Giving an opposing view to the positive side of the industry, Uttam Dave, President and CEO, Interglobe stated that the year is not going very well. “Rates are down. Occupancies are down. Market by market, it’s a selling situation because of too much supply. Demand is still growing at 11-12 per cent. But, there is too much supply. The competitive situation has got very intense,” he said.

The hoteliers were more hopeful, albeit not confident, of the second half of 2013. Bakaya believes that the second half is always better than the first. “But I do not see a dramatic improvement until the elections are over, we have a new government and something steady and economic policies that make more sense,” he added. On the contrary, Dave stated that the second half will be tough. “Usually, the second half of a calendar year is better for hotels. But I think it will continue to be tough. A lot of the business comes out of the IT sector, and that is a bit slow. There is no clarity at a policy level and that is slowing things down. The whole approval process in India is slow so anyone wanting to set up a new project has to wait. So the slowdown is not surprising, it is self inflicted.” Chatterjee hopes that the rest of the year continues to be good. The trends, he said, are positive as far as bookings are concerned.

Discounted offers from airlines

Continuing to struggle in their efforts to escape the woes of last year, airlines have now resorted to charging lower air fares during the off season in an effort to woo flyers. The airlines have witnessed a downward spiral in bookings owing to the increased air fares that were being charged in a bid to recover losses and meet operational costs following the rough patch the Indian aviation industry hit recently. Special offers, early bird specials and off season round trip fares, which were successful strategies in the past when the industry was at its peak, are now being re-introduced in an effort to win back the lost customers.

And these offers are not just limited to the low cost carriers, from whom these tactics are expected. Even our full service carriers have taken to these sales gimmicks, much to the delight and advantage of the Indian traveller. The opening of the skies through the FDI opportunity and the possible entrance of the famously economical Air Asia into India may be a further reason for this move.

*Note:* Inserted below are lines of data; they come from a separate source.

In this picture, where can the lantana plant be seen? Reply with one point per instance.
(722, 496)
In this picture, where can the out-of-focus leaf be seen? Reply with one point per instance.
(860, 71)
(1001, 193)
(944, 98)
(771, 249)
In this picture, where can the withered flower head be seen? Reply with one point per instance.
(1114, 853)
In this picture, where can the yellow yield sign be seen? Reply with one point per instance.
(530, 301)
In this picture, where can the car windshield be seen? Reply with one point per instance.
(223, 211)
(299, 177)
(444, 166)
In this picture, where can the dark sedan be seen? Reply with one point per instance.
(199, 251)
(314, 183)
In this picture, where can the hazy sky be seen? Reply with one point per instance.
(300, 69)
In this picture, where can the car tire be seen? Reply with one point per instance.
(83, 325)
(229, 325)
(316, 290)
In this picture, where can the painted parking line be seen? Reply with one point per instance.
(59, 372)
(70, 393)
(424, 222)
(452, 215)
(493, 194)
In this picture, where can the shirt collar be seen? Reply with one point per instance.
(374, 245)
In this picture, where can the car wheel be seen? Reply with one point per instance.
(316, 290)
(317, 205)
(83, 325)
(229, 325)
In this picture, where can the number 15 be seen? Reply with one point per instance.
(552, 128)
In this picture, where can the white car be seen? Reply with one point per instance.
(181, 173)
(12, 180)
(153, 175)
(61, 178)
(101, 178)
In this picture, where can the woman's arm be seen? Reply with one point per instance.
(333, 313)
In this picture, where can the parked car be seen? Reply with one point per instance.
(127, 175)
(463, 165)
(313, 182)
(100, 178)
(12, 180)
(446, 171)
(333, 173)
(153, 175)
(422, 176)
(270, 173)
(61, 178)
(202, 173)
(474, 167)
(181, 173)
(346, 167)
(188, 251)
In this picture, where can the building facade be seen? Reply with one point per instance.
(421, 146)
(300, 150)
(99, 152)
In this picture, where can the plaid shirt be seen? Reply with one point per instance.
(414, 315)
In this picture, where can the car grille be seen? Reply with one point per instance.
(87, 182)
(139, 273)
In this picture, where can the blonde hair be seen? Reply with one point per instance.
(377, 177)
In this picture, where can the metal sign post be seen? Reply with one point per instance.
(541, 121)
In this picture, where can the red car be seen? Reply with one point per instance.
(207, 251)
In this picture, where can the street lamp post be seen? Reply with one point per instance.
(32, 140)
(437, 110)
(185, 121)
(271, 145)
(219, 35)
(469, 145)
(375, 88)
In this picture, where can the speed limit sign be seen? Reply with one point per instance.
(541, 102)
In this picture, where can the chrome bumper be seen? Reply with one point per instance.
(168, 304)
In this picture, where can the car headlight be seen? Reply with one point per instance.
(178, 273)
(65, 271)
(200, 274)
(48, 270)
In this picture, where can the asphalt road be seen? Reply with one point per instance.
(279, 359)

However, this is not a long-lived cause for celebration. Alongside the much appreciated slashing of prices, airlines have also warned of steep hikes in air fares as a result of the depreciation of the Indian Rupee. The airlines argued that the growing might of the US$ exchange rate has added to their operational costs. “The Rupee depreciation will significantly impact airlines as their dollar revenue is less while most of their expenses are in dollars. Low-fare carriers that have less international exposure in terms of flights will be adversely affected. Full service airlines will also be affected as they can’t stay out of maintenance and repairs,” an airline executive was quoted saying. Reports in the industry state that the reduction in air fares will be less than would usually be expected in the lean season. In fact, Air India, for the first time in the last five years that it has battled losses, plans to hedge jet fuel to curb the losses that come with the fall of the Rupee. It looks like a tough year again for Indian skies.